The Qualifying Transaction is subject to certain conditions, including but not limited to, the completion of the Private Placement, no material adverse change occurring until the closing, receiving all necessary regulatory and third party approvals, and the Exchange being satisfied that, after completion of the Qualifying Transaction, the Resulting Issuer will satisfy the Exchange’s minimum listing requirements in order to become a Tier 2 Life Sciences Issuer.

Further Information

All information contained in this news release with respect to Ovid and BIOflex was supplied by the parties respectively, for inclusion herein, and each party and its directors and officers have relied on the other party for any information concerning the other party.

Investors are cautioned that, except as disclosed in the management information circular or filing statement to be prepared in connection with the Transaction, any information released or received with respect to the transaction may not be accurate or complete and should not be relied upon. Trading in the securities of a capital pool company should be considered highly speculative.

The TSX Venture Exchange Inc. has in no way passed upon the merits of the proposed transaction and has neither approved nor disapproved the contents of this press release.

NEITHER THE TSX VENTURE EXCHANGE NOR ITS REGULATION SERVICES PROVIDER (AS THAT TERM IS DEFINED IN THE POLICIES OF THE TSX VENTURE EXCHANGE) ACCEPTS RESPONSIBILITY FOR THE ADEQUACY OR ACCURACY OF THIS RELEASE.

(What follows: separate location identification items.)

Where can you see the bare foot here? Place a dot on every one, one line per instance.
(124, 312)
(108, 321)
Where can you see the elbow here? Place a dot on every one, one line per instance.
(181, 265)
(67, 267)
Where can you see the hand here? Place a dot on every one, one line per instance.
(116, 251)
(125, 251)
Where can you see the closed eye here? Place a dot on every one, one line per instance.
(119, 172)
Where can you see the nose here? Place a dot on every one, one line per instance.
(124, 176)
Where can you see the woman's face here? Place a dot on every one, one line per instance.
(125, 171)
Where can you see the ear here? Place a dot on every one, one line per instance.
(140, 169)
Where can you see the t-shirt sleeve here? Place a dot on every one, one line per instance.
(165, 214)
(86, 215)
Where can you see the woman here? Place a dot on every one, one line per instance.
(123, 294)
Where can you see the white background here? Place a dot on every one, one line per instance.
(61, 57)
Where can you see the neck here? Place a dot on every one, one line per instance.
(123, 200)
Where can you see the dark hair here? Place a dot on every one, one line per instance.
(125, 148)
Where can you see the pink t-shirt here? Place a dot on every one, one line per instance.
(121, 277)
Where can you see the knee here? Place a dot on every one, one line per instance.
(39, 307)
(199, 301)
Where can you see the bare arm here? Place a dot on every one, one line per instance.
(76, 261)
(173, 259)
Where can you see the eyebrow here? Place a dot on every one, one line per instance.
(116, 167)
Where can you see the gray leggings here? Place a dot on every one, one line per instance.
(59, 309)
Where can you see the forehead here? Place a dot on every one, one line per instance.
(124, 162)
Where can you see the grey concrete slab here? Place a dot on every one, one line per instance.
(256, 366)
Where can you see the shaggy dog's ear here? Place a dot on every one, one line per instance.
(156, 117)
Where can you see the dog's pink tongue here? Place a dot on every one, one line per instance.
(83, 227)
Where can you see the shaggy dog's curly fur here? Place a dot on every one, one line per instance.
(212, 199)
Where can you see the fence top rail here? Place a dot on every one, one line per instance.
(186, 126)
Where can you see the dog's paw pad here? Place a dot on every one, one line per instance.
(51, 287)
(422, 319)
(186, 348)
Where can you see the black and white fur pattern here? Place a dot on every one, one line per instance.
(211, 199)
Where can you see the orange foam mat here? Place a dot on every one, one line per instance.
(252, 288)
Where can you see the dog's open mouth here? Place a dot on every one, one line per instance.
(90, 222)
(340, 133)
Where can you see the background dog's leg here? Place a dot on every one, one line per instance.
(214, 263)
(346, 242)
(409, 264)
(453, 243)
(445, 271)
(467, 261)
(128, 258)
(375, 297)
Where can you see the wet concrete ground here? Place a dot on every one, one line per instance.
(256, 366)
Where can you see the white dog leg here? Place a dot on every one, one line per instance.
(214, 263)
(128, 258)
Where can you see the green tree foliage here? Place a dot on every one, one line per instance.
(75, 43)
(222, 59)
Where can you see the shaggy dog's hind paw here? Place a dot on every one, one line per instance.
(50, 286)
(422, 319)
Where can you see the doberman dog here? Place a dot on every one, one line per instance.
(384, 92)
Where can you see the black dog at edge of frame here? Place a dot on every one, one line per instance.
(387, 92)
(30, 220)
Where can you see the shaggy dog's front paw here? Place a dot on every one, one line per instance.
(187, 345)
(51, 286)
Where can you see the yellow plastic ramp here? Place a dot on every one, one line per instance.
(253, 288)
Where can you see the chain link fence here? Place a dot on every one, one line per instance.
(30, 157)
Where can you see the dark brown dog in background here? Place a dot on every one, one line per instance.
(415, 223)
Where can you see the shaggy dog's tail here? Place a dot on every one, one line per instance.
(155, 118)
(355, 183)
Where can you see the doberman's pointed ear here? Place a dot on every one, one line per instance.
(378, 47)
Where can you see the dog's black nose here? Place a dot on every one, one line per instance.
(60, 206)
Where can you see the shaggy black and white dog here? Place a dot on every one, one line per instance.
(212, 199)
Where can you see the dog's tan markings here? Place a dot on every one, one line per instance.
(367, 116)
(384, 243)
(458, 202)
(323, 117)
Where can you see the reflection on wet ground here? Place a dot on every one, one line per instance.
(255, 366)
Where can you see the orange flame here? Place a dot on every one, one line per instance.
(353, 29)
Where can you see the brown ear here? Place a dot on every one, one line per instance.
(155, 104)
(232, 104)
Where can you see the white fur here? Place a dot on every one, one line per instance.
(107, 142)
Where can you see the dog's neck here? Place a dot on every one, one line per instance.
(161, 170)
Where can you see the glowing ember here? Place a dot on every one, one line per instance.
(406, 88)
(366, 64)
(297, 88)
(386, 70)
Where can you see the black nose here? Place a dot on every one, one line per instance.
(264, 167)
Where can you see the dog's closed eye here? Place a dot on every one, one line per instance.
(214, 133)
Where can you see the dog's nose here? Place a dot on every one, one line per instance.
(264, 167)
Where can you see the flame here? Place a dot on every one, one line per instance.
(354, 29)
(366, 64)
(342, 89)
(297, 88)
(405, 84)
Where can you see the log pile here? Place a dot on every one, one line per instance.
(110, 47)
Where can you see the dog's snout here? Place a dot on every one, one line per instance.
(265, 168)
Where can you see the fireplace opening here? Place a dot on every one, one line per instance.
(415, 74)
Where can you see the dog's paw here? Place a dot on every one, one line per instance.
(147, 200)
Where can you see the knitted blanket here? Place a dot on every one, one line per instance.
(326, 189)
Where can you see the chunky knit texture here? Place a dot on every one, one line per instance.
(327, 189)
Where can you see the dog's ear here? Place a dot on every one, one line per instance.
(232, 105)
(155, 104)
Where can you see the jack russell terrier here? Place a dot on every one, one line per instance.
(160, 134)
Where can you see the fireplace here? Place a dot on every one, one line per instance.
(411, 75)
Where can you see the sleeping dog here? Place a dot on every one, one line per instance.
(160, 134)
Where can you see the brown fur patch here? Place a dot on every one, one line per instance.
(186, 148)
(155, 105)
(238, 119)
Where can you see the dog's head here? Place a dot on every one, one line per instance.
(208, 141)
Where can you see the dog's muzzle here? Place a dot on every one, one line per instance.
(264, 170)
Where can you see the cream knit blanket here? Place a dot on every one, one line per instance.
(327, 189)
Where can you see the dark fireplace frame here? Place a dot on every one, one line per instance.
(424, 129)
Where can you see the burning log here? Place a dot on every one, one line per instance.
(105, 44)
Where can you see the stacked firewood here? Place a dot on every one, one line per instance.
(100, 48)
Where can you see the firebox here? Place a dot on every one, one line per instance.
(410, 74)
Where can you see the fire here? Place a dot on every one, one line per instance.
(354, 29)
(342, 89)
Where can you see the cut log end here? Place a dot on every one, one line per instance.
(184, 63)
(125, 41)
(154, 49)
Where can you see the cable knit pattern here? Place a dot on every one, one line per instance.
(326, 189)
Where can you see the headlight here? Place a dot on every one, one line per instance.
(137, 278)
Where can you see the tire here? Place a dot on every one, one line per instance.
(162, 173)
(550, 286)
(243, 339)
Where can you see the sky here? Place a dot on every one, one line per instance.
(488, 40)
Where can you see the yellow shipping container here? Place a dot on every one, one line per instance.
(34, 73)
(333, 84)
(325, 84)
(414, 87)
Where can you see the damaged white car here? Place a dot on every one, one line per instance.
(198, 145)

CAUTIONARY STATEMENT REGARDING FORWARD-LOOKING INFORMATION: This news release includes certain “forward-looking statements” under applicable Canadian securities legislation. Forward-looking statements include, but are not limited to, statements with respect to: the terms and conditions of the proposed Transaction; the terms and conditions of the proposed Private Placement; use of funds; and the business and operations of the Resulting Issuer after the proposed Transaction. Forward-looking statements are necessarily based upon a number of estimates and assumptions that, while considered reasonable, are subject to known and unknown risks, uncertainties, and other factors which may cause the actual results and future events to differ materially from those expressed or implied by such forward-looking statements. Such factors include, but are not limited to: general business, economic, competitive, political and social uncertainties; delay or failure to receive board, shareholder or regulatory approvals; and the ability of the Resulting Issuer to execute and achieve its business objectives. There can be no assurance that such statements will prove to be accurate, as actual results and future events could differ materially from those anticipated in such statements. Accordingly, readers should not place undue reliance on forward-looking statements. Ovid and BIOflex disclaim any intention or obligation to update or revise any forward-looking statements, whether as a result of new information, future events or otherwise, except as required by law.